< Handelingen 25 >
1 Toen Festus in de provincie was aangekomen, ging hij drie dagen later van Cesarea naar Jerusalem.
Three days after Festus had entered upon his province, he left Caesarea and went up to Jerusalem.
2 Daar kwamen de opperpriesters en de aanzienlijksten onder de Joden Paulus bij hem aanklagen,
There the Chief Priests and the leading men among the Jews laid an information before him against Paul,
3 en verzochten als gunst, dat hij hem naar Jerusalem zou laten ontbieden. Want ze wilden hem een hinderlaag leggen, om hem onderweg te vermoorden.
and asked a favour of him, to Paul’s injury — to have Paul brought to Jerusalem. All the while they were plotting to make away with him on the road.
4 Festus antwoordde, dat Paulus te Cesarea in hechtenis bleef, maar dat hij zelf spoedig daarheen zou vertrekken.
But Festus answered that Paul was in prison at Caesarea, and that he himself would be leaving for that place shortly.
5 Laat dan, zeide hij, de voornaamsten onder u met mij meegaan, en den man in staat van beschuldiging stellen, zo hij enig misdrijf begaan heeft.
“So let the influential men among you,” he said, “go down with me, and if there is anything amiss in the man, charge him formally with it.”

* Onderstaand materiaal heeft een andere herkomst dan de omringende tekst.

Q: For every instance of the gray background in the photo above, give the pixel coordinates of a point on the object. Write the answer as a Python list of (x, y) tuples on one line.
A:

6 Nadat hij niet langer dan acht of tien dagen onder hen had vertoefd, keerde hij naar Cesarea terug. De volgende dag hield hij rechtszitting, en gaf bevel, Paulus voor te brengen.
After staying among them some eight or ten days, Festus went down to Caesarea. The next day he took his seat on the Bench, and ordered Paul to be brought before him.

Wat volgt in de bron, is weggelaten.